Com o gesto ousado de José de Arimateia, tudo parecia terminado. Tudo parecia dar razão aos que tinham fugido, abandonado Jesus. Todos os acontecimentos pareciam dar razão a Judas e a Pedro… Mas falta-nos ainda uma outra figura de discípulo. Porque S. Marcos nos apresenta, logo no início, uma mulher anónima que, seis dias antes da Paixão, tinha interrompido uma refeição de Jesus. Não sabemos o seu nome. É apenas “uma mulher” — S. Marcos usa a palavra grega usada também por S. João para falar de Nossa Senhora, mostrando-a figura da Igreja (“mulher”, γυνὴ)!
De facto, esta mulher é a corporização do verdadeiro discípulo. Ela professa a fé da Igreja não com palavras mas com acções. Os seus gestos são uma antecipação e um resumo dos acontecimentos que teriam lugar em breve, revelando, antecipadamente, o seu significado mais profundo. Com efeito, ela interrompe a refeição com um objectivo aparentemente inútil: traz consigo “um vaso de alabastro com perfume de nardo puro de alto preço.

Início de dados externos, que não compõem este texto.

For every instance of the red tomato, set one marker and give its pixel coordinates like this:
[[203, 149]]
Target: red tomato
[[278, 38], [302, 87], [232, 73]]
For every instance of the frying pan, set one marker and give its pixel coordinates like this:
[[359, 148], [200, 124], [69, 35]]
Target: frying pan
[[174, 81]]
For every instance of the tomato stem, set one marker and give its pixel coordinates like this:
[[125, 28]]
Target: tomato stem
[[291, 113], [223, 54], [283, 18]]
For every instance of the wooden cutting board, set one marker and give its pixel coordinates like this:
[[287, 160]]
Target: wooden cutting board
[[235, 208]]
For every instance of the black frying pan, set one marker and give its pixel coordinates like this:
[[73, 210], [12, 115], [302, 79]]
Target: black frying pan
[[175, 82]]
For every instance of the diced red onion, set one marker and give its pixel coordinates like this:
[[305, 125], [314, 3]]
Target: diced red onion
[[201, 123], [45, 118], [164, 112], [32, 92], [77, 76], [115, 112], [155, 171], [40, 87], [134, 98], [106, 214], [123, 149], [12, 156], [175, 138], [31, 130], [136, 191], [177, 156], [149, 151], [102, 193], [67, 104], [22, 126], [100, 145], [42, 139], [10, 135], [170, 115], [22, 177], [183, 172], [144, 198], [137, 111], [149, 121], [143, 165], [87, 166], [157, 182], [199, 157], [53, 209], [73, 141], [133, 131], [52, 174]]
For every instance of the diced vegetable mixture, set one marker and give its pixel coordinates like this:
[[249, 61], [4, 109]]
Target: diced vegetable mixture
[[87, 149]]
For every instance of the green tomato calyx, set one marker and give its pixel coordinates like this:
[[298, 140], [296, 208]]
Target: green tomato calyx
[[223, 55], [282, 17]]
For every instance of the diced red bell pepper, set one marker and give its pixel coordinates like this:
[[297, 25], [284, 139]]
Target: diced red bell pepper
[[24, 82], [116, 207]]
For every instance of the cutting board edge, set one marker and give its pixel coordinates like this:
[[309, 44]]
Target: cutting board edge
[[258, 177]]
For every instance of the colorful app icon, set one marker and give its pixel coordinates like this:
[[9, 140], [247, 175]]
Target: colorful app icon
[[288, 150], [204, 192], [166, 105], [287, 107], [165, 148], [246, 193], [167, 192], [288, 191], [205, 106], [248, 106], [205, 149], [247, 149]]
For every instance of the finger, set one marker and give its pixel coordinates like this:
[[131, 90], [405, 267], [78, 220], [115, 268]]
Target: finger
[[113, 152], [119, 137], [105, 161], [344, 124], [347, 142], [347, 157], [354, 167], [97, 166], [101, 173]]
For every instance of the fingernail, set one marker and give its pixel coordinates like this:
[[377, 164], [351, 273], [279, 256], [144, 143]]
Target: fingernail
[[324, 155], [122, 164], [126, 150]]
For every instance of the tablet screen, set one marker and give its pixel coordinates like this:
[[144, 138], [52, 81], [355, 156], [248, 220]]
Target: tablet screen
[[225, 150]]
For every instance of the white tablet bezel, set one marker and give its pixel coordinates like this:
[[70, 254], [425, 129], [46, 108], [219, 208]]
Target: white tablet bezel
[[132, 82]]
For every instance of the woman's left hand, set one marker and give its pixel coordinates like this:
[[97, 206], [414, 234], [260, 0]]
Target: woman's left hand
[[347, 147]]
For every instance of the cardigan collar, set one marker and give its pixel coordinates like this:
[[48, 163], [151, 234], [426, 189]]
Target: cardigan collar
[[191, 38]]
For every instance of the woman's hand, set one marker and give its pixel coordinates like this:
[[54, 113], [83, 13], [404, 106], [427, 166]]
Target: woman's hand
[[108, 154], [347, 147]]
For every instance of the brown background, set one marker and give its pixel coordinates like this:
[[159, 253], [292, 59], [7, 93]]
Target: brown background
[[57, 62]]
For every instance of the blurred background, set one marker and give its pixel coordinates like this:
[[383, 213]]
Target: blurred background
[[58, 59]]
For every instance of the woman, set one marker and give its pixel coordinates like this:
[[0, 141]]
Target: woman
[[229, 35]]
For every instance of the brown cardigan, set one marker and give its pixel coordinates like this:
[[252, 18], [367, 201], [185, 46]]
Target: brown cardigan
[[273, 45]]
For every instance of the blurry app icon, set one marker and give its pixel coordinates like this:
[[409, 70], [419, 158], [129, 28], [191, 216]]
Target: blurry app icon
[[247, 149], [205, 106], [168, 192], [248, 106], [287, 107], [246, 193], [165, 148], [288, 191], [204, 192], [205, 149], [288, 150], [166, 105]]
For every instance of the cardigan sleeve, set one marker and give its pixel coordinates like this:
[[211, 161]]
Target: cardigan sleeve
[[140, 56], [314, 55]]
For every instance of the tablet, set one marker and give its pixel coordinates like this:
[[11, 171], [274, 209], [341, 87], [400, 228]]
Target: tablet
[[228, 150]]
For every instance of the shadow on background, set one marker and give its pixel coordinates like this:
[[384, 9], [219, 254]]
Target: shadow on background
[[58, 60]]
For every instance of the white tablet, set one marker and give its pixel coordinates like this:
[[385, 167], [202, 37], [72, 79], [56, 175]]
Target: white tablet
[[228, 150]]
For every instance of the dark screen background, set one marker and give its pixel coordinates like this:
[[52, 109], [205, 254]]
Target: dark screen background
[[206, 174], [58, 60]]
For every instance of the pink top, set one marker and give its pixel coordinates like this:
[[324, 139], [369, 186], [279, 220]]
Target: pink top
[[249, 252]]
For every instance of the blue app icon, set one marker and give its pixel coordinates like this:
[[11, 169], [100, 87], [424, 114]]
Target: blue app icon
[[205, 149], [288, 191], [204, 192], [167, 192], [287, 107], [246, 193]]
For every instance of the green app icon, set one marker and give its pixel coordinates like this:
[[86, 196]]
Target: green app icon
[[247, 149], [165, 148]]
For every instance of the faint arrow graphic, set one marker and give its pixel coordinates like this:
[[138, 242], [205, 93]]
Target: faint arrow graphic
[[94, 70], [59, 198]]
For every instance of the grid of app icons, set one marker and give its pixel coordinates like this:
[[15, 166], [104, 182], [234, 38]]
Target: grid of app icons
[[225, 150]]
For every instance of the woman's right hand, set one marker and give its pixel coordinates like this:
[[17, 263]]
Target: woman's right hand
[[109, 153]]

Partiu o vaso de alabastro e derramou-o sobre a cabeça de Jesus”, diz o evangelista. Porquê esta urgência? Porquê esta necessidade? Porquê este desperdício de dinheiro? É apenas um acto de loucura?
Os discípulos pensam que sim. O valor do nardo derramado seria superior ao salário de um ano inteiro de trabalho. “Desperdício de dinheiro”, dizem uns. “Podia vender-se e dar aos pobres”, afirmam outros. Só Jesus e a mulher vêem mais longe.

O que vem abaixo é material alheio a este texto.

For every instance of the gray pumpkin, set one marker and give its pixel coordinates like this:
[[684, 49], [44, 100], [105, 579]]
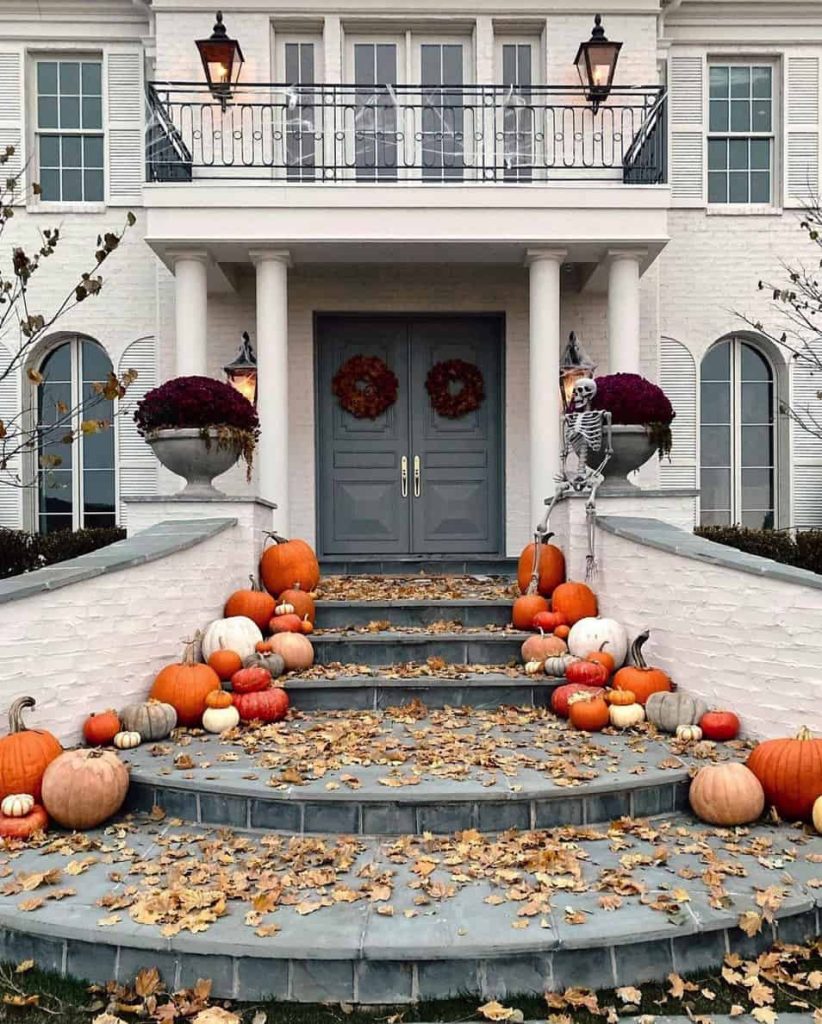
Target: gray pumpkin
[[266, 659], [153, 719], [666, 711]]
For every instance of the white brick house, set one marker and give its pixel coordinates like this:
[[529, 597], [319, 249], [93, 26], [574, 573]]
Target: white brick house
[[339, 206]]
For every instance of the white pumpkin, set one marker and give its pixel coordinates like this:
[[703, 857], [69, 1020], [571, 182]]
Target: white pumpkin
[[220, 719], [127, 740], [590, 634], [625, 716], [235, 633], [16, 805]]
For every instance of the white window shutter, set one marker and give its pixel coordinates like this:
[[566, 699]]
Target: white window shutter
[[10, 494], [11, 111], [137, 465], [678, 380], [807, 456], [124, 126], [687, 119], [802, 130]]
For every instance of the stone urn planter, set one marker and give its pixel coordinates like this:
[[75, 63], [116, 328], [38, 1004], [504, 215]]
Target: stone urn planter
[[632, 449], [185, 452]]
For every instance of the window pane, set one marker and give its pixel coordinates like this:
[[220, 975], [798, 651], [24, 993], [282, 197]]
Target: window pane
[[716, 445]]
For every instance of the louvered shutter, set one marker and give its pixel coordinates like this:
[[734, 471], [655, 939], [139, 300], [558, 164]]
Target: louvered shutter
[[136, 463], [11, 110], [807, 455], [678, 380], [802, 130], [124, 126], [687, 118], [10, 494]]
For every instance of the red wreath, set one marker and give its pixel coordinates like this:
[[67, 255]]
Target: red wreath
[[365, 386], [455, 404]]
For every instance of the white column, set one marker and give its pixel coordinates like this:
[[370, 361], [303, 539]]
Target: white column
[[272, 380], [544, 394], [190, 312], [623, 311]]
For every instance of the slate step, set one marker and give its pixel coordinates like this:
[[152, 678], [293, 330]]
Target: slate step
[[374, 773], [380, 944], [386, 648], [335, 614]]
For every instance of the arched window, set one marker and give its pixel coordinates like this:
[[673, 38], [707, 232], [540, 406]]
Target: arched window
[[76, 486], [738, 436]]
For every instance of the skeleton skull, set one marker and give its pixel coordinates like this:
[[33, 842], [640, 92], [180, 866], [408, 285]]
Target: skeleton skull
[[583, 392]]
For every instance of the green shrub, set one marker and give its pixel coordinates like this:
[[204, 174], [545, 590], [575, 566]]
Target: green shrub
[[22, 552], [805, 551]]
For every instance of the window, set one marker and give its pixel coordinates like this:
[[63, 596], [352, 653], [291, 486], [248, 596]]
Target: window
[[70, 139], [737, 436], [79, 491], [740, 146]]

O nardo, ainda hoje um perfume caríssimo, vindo das zonas da Índia e da China, era usado em Israel para confeccionar o incenso oferecido a Deus no Templo, bem como o óleo com que eram ungidos os reis e sacerdotes. Ao derramar um inteiro frasco de nardo pela cabeça de Jesus, aquela mulher, figura da Igreja, figura do verdadeiro discípulo, reconhece Jesus como o Messias, o Cristo, o Ungido, o Salvador. O próprio Jesus diz que se trata de antecipar a sua sepultura, o Mistério pascal da sua morte e ressurreição, vivendo o qual nos tornamos cristãos!
O gesto simbólico daquela mulher é pois, por um lado, o reconhecimento do amor precioso de Deus por toda a humanidade, concretizado (e como!) no mistério pascal de Jesus. E, ao mesmo tempo, é sinal do amor com que a Igreja (todo o povo de Deus) corresponde ao amor de Deus manifestado na Páscoa de Jesus — atitude que recorda a esposa do Cântico dos Cânticos: “O meu nardo exalou o seu perfume. O meu amado é para mim” (Cant 1,12b-13a).

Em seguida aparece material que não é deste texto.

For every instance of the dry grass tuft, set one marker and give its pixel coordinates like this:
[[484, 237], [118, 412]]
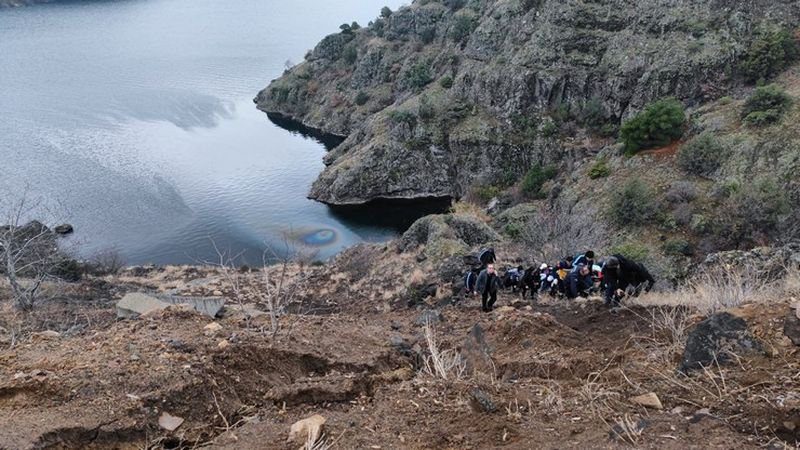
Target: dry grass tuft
[[445, 364]]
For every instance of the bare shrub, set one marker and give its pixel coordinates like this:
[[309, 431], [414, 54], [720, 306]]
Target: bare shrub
[[29, 252], [558, 231], [277, 285]]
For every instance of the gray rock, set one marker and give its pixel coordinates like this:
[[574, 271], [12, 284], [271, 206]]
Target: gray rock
[[791, 326], [476, 352], [714, 339], [515, 59], [63, 229], [429, 316], [210, 306], [135, 304], [480, 401]]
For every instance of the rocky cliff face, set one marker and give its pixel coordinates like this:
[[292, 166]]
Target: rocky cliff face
[[443, 95]]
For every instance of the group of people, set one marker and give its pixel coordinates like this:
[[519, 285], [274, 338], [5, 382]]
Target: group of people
[[615, 276]]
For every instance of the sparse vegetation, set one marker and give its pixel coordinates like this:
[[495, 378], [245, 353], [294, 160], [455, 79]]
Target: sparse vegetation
[[361, 98], [703, 155], [599, 169], [446, 82], [659, 124], [418, 75], [770, 52], [535, 179], [463, 25], [766, 106], [633, 204]]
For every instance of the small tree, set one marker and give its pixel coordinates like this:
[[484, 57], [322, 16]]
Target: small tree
[[535, 179], [633, 204], [29, 252], [660, 123], [703, 155], [766, 105], [771, 51]]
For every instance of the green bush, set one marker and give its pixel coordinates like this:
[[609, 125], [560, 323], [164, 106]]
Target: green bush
[[446, 82], [535, 178], [757, 206], [633, 204], [512, 230], [678, 247], [770, 53], [703, 155], [427, 35], [593, 113], [599, 169], [402, 116], [660, 123], [486, 193], [350, 54], [418, 76], [633, 250], [463, 25], [766, 105], [361, 98], [426, 111]]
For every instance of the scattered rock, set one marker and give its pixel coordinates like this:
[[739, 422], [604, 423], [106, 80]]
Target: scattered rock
[[169, 422], [621, 431], [791, 326], [210, 306], [47, 335], [429, 316], [212, 328], [480, 401], [714, 339], [649, 400], [306, 430], [476, 352], [63, 229]]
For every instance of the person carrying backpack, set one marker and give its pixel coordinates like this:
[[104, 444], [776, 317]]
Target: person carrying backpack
[[487, 256], [579, 282], [488, 284], [621, 275]]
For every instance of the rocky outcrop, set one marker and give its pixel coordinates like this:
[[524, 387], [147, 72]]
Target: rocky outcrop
[[438, 97]]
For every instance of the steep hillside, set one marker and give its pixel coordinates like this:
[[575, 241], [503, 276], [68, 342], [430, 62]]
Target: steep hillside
[[445, 97]]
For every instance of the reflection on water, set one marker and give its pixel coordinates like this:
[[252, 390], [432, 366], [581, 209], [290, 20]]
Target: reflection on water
[[136, 119]]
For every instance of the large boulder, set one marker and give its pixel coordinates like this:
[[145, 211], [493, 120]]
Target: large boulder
[[134, 304], [716, 339]]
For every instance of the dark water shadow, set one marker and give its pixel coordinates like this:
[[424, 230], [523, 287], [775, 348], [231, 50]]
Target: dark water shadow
[[396, 215], [287, 123]]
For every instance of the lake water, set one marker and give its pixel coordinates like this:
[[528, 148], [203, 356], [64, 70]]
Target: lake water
[[135, 119]]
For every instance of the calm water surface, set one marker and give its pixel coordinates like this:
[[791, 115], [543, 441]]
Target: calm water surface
[[135, 118]]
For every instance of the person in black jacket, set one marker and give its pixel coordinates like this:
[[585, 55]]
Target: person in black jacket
[[579, 282], [620, 274], [488, 284], [487, 256]]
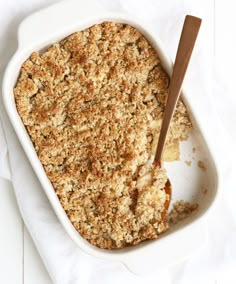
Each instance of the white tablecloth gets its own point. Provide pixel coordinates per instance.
(66, 263)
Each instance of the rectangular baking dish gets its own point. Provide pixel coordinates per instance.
(50, 25)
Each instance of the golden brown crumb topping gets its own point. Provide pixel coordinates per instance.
(93, 105)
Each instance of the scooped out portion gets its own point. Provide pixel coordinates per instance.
(93, 105)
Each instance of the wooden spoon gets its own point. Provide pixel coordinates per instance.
(187, 41)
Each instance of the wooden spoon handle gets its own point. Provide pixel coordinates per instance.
(187, 40)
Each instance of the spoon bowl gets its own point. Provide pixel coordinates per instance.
(186, 44)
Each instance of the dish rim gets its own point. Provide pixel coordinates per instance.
(35, 162)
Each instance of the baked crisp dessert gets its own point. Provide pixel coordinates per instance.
(93, 105)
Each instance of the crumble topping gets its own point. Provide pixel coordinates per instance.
(93, 105)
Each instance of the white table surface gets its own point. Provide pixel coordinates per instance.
(19, 260)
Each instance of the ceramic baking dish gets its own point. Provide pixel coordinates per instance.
(189, 182)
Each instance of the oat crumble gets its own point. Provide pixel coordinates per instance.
(92, 105)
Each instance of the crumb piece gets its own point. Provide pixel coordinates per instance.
(93, 105)
(181, 210)
(205, 190)
(201, 165)
(188, 163)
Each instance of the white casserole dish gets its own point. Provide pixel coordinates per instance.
(189, 183)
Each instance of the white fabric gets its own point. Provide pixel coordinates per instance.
(65, 262)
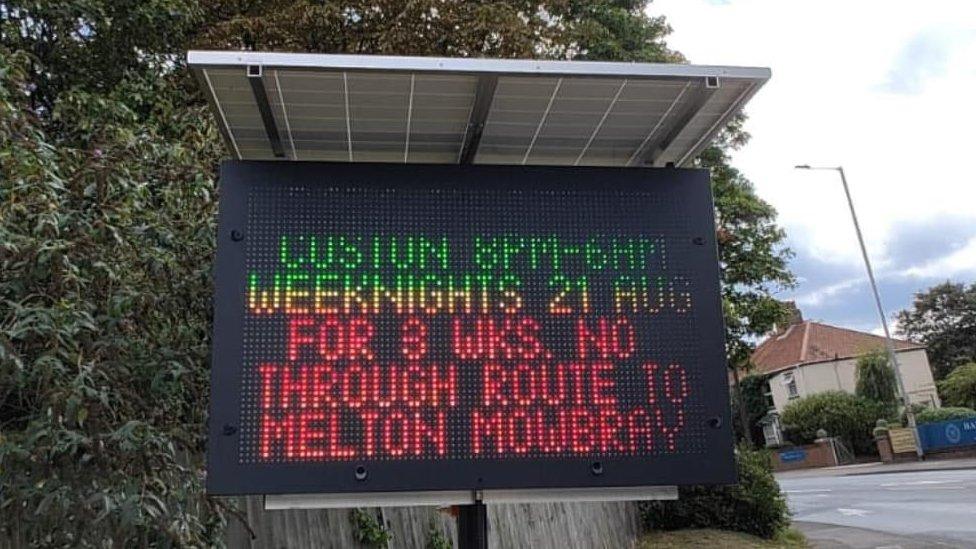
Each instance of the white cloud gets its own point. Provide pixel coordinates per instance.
(959, 262)
(883, 88)
(825, 104)
(819, 295)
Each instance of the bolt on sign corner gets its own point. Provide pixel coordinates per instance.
(407, 328)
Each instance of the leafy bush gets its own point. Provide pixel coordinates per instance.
(876, 379)
(752, 388)
(755, 505)
(437, 539)
(935, 415)
(842, 415)
(959, 387)
(106, 240)
(368, 529)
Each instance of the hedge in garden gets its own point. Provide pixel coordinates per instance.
(755, 505)
(843, 415)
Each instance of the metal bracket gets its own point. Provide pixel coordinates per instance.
(476, 122)
(255, 76)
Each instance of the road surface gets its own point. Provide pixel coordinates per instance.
(906, 509)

No início da narração do evangelho da Paixão segundo S. Marcos, e no seu final, encontramos a Igreja, a mulher. No início, a mulher professa publicamente a fé em Jesus Cristo salvador e mostra como todo o mistério pascal é uma questão de amor — amor que Deus tem por todos e amor que queremos ter por Ele. E, no final, aquelas outras mulheres (Maria Madalena e Maria, mãe de José), com o olhar, acompanham o Senhor que era depositado no sepulcro, como que aguardando uma outra palavra (para elas ainda desconhecida): a “palavra da ressurreição”.
E nós? Como aquela criada, muitos nos dirão: “Tu também estás com Jesus o Nazarenos”! Ao mesmo tempo que nos devemos tristemente reconhecer naquelas figuras de discípulos que abandonam o Senhor, procuremos, ao longo desta “Semana Santa”, façamos nossos os gestos e atitudes destas mulheres que acompanham o Senhor. Com ousadia, procuremos corresponder ao seu amor, pedindo-lhe que não nos deixe nunca cair na atitude cobarde de quem foge, mas sempre perdoe o nosso pecado e nos ajude a ser seus verdadeiros discípulos!